Então são feitos planos de transição para uma economia de baixo-carbono e
a principal medida de curto prazo é a aposta nos agrocombustíveis”, diz
ela, não esquecendo de ressaltar no contexto do “boom” dos
agrocombustíveis a crise alimentar de 2008, anterior à crise financeira
de 2009 e 2010. “Só que a ideia de ‘baixo’-carbono não colou depois de
2008, quando a ideia de ‘baixo’, ‘pequeno’ ou ‘diminuir’ era
completamente ao contrário do senso de superação da crise. Então todos
os textos de economia de ‘baixo’ carbono foram rebatizados para
desenvolvimento verde, e daí ficou o verde”, completa.
Segundo
a pesquisadora essa volta ao passado joga luz para se entender como é
inseparável o debate de economia verde do debate de clima e energia.

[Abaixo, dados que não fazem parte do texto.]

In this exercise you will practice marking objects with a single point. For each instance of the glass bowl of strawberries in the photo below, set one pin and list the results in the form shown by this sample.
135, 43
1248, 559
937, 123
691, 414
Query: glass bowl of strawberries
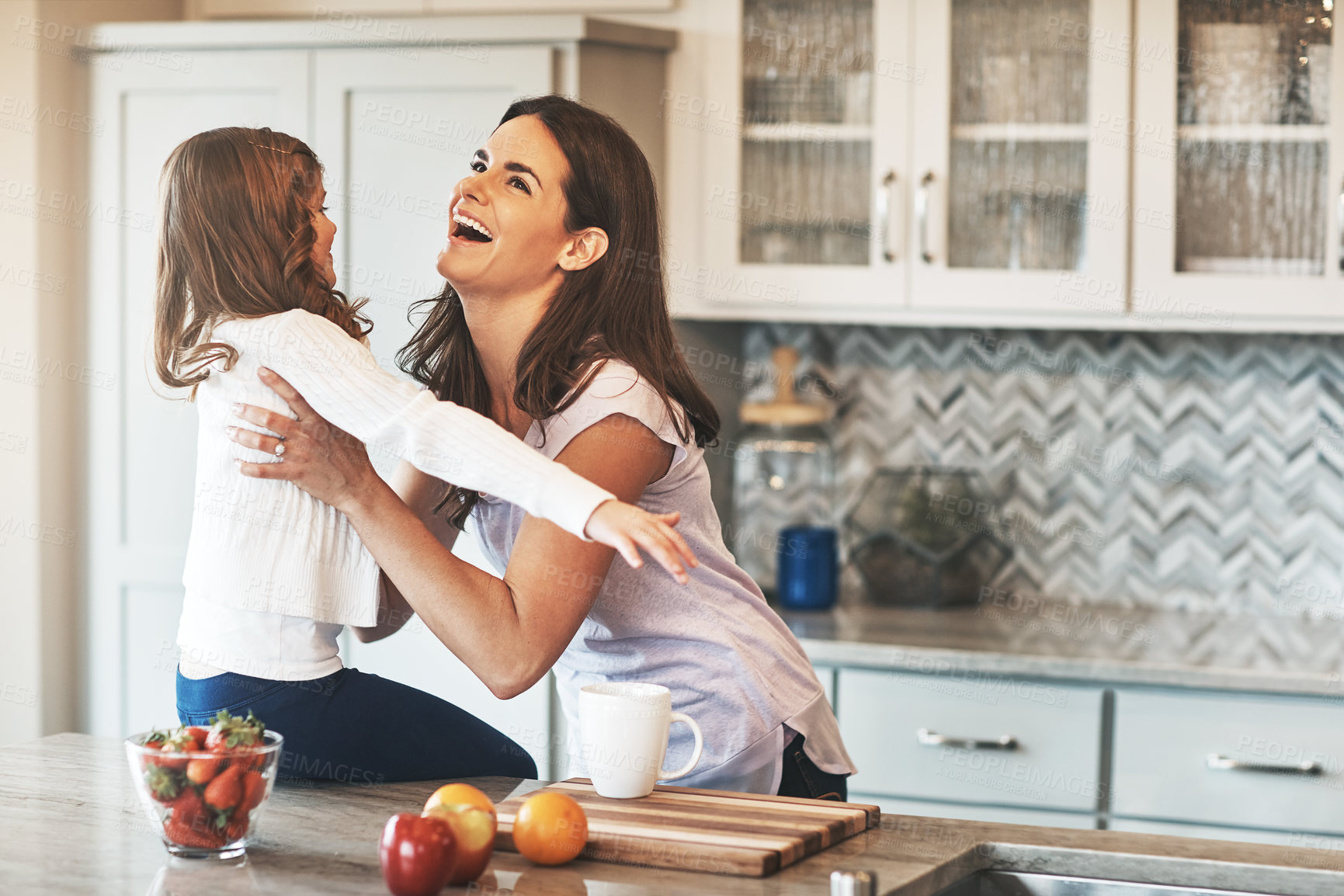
203, 786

Para Camila, “é através da política nacional de clima e dos planos de
ação dos países que vai se introduzir a ideia de criação de mercado dos
ativos ambientais, perdendo toda a construção política do que é a
agroecologia e a disputa de sistemas”.
Precificação e propriedade
E
esses mercados são a nova fronteira de acumulação do capitalismo. Como
exemplo ela cita o próprio relatório do Programa das Nações Unidas para o
Meio Ambiente (Pnuma), que define o “estoque e o fluxo dos serviços
ecossistêmicos” como “constituição” do capital natural. “Ou seja, o
‘estoque e o fluxo de serviços ecossistêmicos’ é a polinização das
abelhas, a respiração das aves, a água e a fertilidade do solo”, traduz a
pesquisadora, acrescentando que, ainda segundo o Pnuma, “o erro da
economia marrom é que até agora ainda não conseguiu dar valor (preço) a
esses ativos”.
O
enredo se dramatiza quando temos um contexto em que “esses ativos”, os
recursos naturais, estão cada vez mais escassos. Aí, salienta Camila,
entra “a velha e boa garantia de direitos de propriedade sobre esses
ativos ambientais”. Ela alerta que no Brasil a questão está explicitada
no novo Código Florestal, quando o capítulo 11 cria o Certificado de
Cobertura de Reserva Ambiental e dá poderes aos proprietários de terra
com excedentes de reserva legal a registrarem e negociarem essas
“sobras” em bolsas de valores, as futuras bolsas verdes.
Contra-ataque
Em
um cenário de negociação de “excedentes” ambientais o próximo passo
torna-se o acúmulo desses “excedentes”, ao mesmo tempo em que as
superpopulações citadinas levam os países a serem obrigados a comprarem
pacotes de eficiência energética, fechando o círculo acúmulo e venda de
“capital ambiental”. É aí que Camila Moreno aponta um dos remédios
contra a economia verde. “Temos que questionar essa visão de que a
urbanização é um fato inexorável. O quão ideológico são esses dados que
estão sendo construídos inclusive pelo IPCC (Painel Intergovernamental
de Mudanças Climáticas, em inglês) que condenam o modo de vida rural e
reforçam a lógica estrutural de esvaziar os territórios e levar todo
mundo para as cadeias de consumo das cidades?”.